Clarity Act stablecoin ‘rewards’ compromise draws crypto support as banks stay quiet
U.S. senators proposed language that would ban interest-like rewards on stablecoin deposits while allowing certain governance, validation, or staking-linked rewards—an approach banks may still oppose.
A proposed compromise to the Clarity Act—a major U.S. crypto bill—could reshape how crypto platforms offer “rewards” tied to stablecoins, but traditional banking groups have not publicly endorsed the latest language.
According to the new proposal from Senators Thom Tillis and Angela Alsobrooks, rewards that are “economically or functionally equivalent” to interest on a bank deposit would be prohibited. In practice, that would block direct yield on stablecoin deposits, while leaving potential room for other reward categories tied to network participation or platform activity.

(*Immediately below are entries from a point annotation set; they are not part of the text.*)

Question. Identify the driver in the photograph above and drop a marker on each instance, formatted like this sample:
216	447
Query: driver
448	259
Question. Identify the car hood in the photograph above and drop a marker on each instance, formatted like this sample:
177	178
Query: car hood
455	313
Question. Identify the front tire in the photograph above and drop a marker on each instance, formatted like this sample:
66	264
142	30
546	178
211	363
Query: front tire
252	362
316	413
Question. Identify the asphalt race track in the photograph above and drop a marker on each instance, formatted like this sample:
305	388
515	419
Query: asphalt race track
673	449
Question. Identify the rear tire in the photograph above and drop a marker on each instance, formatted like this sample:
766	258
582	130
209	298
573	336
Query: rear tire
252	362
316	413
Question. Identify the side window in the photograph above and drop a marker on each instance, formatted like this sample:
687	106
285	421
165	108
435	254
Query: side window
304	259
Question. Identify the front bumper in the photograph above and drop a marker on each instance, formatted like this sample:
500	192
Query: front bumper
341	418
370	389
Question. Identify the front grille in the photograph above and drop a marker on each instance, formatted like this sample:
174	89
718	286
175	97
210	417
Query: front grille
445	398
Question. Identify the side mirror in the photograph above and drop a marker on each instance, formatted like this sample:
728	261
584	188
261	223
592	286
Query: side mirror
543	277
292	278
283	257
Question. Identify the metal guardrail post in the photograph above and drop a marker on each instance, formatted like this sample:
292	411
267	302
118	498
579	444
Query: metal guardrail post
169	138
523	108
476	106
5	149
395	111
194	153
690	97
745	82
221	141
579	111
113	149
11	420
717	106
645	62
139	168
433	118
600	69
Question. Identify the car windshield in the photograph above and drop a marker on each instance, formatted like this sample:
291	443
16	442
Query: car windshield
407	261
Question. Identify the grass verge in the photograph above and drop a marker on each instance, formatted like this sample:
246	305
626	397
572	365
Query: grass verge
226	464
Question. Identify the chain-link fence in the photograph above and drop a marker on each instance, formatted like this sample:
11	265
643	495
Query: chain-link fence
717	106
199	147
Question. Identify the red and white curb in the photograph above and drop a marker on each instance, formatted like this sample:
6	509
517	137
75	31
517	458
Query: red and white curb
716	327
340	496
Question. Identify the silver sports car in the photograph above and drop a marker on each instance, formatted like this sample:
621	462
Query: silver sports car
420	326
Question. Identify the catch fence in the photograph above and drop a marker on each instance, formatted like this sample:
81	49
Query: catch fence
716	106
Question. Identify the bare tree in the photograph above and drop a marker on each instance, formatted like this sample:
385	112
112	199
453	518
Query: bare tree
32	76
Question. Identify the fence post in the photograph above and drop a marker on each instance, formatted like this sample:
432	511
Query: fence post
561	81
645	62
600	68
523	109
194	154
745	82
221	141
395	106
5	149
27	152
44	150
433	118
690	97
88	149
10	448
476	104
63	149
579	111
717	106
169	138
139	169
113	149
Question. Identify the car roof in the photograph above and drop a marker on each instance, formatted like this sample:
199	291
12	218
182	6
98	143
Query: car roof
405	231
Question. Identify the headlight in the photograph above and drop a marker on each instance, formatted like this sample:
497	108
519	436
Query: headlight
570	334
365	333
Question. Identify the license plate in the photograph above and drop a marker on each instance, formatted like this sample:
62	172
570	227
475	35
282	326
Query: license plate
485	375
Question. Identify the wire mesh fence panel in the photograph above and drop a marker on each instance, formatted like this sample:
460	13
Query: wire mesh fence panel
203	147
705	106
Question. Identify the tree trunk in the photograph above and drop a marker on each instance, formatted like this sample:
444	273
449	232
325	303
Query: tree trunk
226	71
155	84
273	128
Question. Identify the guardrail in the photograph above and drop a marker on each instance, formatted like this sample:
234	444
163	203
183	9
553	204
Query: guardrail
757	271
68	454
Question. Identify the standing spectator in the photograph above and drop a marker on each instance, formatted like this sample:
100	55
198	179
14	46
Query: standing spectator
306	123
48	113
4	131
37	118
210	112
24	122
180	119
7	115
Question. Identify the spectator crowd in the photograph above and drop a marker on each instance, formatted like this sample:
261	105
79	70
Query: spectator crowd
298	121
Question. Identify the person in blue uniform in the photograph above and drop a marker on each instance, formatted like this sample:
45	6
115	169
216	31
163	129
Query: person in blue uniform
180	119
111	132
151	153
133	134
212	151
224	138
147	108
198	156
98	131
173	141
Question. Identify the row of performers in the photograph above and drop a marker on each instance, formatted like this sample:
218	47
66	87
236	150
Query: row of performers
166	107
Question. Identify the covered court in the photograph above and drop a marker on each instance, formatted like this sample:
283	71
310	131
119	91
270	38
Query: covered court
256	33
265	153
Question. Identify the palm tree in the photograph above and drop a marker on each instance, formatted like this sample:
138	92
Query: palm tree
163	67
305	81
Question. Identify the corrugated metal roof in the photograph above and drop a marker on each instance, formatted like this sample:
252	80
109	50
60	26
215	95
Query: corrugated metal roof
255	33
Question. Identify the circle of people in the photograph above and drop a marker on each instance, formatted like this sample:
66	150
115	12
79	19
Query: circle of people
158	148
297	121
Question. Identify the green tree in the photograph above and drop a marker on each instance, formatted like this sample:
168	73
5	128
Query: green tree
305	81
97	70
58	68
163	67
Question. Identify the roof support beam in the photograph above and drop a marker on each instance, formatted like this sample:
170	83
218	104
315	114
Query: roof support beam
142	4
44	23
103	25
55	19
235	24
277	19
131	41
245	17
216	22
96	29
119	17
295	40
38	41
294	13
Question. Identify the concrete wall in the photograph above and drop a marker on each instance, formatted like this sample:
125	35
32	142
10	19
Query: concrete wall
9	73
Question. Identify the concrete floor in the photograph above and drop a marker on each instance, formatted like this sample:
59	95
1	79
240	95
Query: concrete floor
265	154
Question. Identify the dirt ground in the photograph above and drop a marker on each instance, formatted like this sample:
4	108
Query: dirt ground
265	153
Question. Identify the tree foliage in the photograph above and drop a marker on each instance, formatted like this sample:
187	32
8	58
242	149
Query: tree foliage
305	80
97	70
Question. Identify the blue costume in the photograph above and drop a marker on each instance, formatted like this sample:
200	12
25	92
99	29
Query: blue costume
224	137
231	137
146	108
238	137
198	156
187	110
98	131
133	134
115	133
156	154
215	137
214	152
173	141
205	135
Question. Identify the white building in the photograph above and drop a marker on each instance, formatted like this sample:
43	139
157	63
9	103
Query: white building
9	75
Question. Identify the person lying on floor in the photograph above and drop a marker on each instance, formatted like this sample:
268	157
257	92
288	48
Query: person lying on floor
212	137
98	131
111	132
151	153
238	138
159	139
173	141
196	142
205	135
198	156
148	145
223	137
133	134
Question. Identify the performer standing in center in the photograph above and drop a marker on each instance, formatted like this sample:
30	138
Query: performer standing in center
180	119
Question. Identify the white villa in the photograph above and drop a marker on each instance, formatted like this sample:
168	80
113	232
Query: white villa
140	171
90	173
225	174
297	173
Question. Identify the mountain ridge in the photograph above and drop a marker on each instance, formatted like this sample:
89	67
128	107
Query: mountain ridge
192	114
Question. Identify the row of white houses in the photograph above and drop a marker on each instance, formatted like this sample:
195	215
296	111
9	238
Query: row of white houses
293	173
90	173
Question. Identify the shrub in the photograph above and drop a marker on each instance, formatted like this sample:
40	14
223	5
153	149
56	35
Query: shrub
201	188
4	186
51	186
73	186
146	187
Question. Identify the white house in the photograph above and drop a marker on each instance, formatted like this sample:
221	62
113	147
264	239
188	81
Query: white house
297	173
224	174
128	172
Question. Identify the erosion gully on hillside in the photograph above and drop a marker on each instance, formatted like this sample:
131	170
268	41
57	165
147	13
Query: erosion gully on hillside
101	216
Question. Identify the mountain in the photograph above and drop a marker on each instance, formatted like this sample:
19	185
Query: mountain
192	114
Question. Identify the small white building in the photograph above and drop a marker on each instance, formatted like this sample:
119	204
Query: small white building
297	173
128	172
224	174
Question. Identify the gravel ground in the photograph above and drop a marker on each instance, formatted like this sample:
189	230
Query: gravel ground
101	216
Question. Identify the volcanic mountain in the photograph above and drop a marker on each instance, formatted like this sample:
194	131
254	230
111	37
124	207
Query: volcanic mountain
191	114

The draft language would also require regulators and the Treasury Secretary to define which reward categories are permissible after the bill’s passage. The text suggests that governance, validation, and staking-linked rewards could be allowed—even if calculated with reference to a user’s account balance.
Crypto industry leaders welcomed the compromise, with Coinbase signaling support after previously raising concerns about strict stablecoin-yield limits. However, the banking lobby has remained notably quiet, and prior statements from bank trade groups indicate they will likely push to close “yield-like” loopholes that could replicate interest through cosmetic structuring.
Why it matters
- Stablecoin rewards are a key flashpoint between crypto platforms and banks, which view them as competing with low-yield deposit products.
- The final scope of permitted rewards could determine whether mainstream exchanges can offer incentives around stablecoins without triggering bank-like regulation.
- The timeline is tightening: lawmakers have signaled the Clarity Act could face a vote soon, with political calendars creating pressure to act.
What to watch
Whether banking groups publicly oppose the compromise and how regulators ultimately define “permissible reward categories” will be crucial for exchanges, DeFi platforms, and stablecoin issuers operating in the U.S.